The station opened in 1940, the first unit based there being No 7 School of Technical Training, who trained engine and airframe fitters and mechanics. More than 2,000 officers and men were based at Innsworth by the time training began, in earnest, in 1941, this being delayed due to the arrival of 1500 RAF evacuees from Dunkirk.
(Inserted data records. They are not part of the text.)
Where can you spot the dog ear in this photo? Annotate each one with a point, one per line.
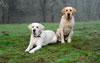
(41, 27)
(74, 10)
(30, 27)
(63, 10)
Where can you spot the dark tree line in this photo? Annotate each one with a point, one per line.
(27, 11)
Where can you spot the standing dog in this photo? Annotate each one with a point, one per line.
(39, 37)
(65, 30)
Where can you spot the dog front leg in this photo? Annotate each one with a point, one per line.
(29, 46)
(35, 49)
(62, 36)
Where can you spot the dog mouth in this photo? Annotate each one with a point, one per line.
(34, 32)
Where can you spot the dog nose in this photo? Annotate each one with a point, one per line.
(34, 30)
(68, 14)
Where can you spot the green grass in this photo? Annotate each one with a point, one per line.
(85, 46)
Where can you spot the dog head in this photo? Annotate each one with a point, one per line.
(68, 11)
(36, 28)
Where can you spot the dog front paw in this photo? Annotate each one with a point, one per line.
(26, 50)
(31, 52)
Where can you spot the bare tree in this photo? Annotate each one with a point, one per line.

In December 1941, No 2 WAAF Depot was opened at Innsworth and, from then on, the Station became increasingly associated with the Women's branch of the service. By the end of 1941, the strength of the Station had risen to more than 4,000, including trainees. Eventually, it was decided to reserve the Station almost exclusively for WAAF training, including barrage balloon training, amongst other vital roles.

===Post-war===
By the end of the war, nearly 5,000 people were living on the Station, three quarters of them WAAF. It retained its training role, with the opening of No. 2 RAF School of Cookery in 1948. It was also the home to No. 33 Wing RAF Regiment which deployed squadrons to emergencies in Cyprus and Northern Ireland. The station housed the Education Book Depot, which would have come in handy with both Nos. 7 & 13 Schools of Recruit Training. Innsworth was also the headquarters of No.4 Police District, and maintained a police presence up until very recently, when it was the HQ of PSS (WR).

In 1951, the headquarters of the RAF Record Office, which had been based nearby in Gloucester and Barnwood, moved to the station and gained Group status. Three years later, in 1954, No. 5 Personnel Despatch Unit arrived, charged with the administration and processing of personnel selected for overseas service. It was still there in 1958.

Just after the war ended, the RAF Base Accounts Office moved from York to Gloucester and grew into the Central Pay Office and became part of the RAF Personnel and Training Command, which formed in 1994, based at Innsworth. Many other changes have taken place at Innsworth over recent years: these include the formation of Personnel Management Agency, contractorisation of the Station Support Services and the transfer of certain administrative functions (RAF pay and pensions) to the tri Service, Armed Forces Personnel Administration Agency (AFPAA), all in 1997. In March / April 2005 the MOD Medals Office and Joint Casualty and Compassionate Centre (JCCC) were established at Innsworth under AFPAA management.

The station had always maintained a close association with the city of Gloucester, and on 7 April 1960, received the Honour of the Freedom of the City. The station has subsequently also received the freedoms of the Borough of Tewkesbury on 28 April 1977 and the Borough of Cheltenham in October 1986.

==Closure==

===RAF Drawdown===
In 2005, it was announced that HQ Personnel and Training Command was to co-locate with HQ RAF Strike Command at RAF High Wycombe. The new co-located HQ's were subsequently merged to form Air Command and the decision was taken to close RAF Innsworth. The drawdown took place over the next three years, with elements of the Personnel Management Agency moved to High Wycombe and RAF Cranwell and RAF Innsworth finally closed on 31 March 2008.

===Transfer to British Army===

Control of Innsworth was transferred to the British Army on 21 November 2008, when it was renamed Imjin Barracks. In 2010, the station also became home to the NATO Allied Rapid Reaction Corps, which relocated to Innsworth from the Rheindahlen Military Complex in Germany.
This is still the situation in late 2024.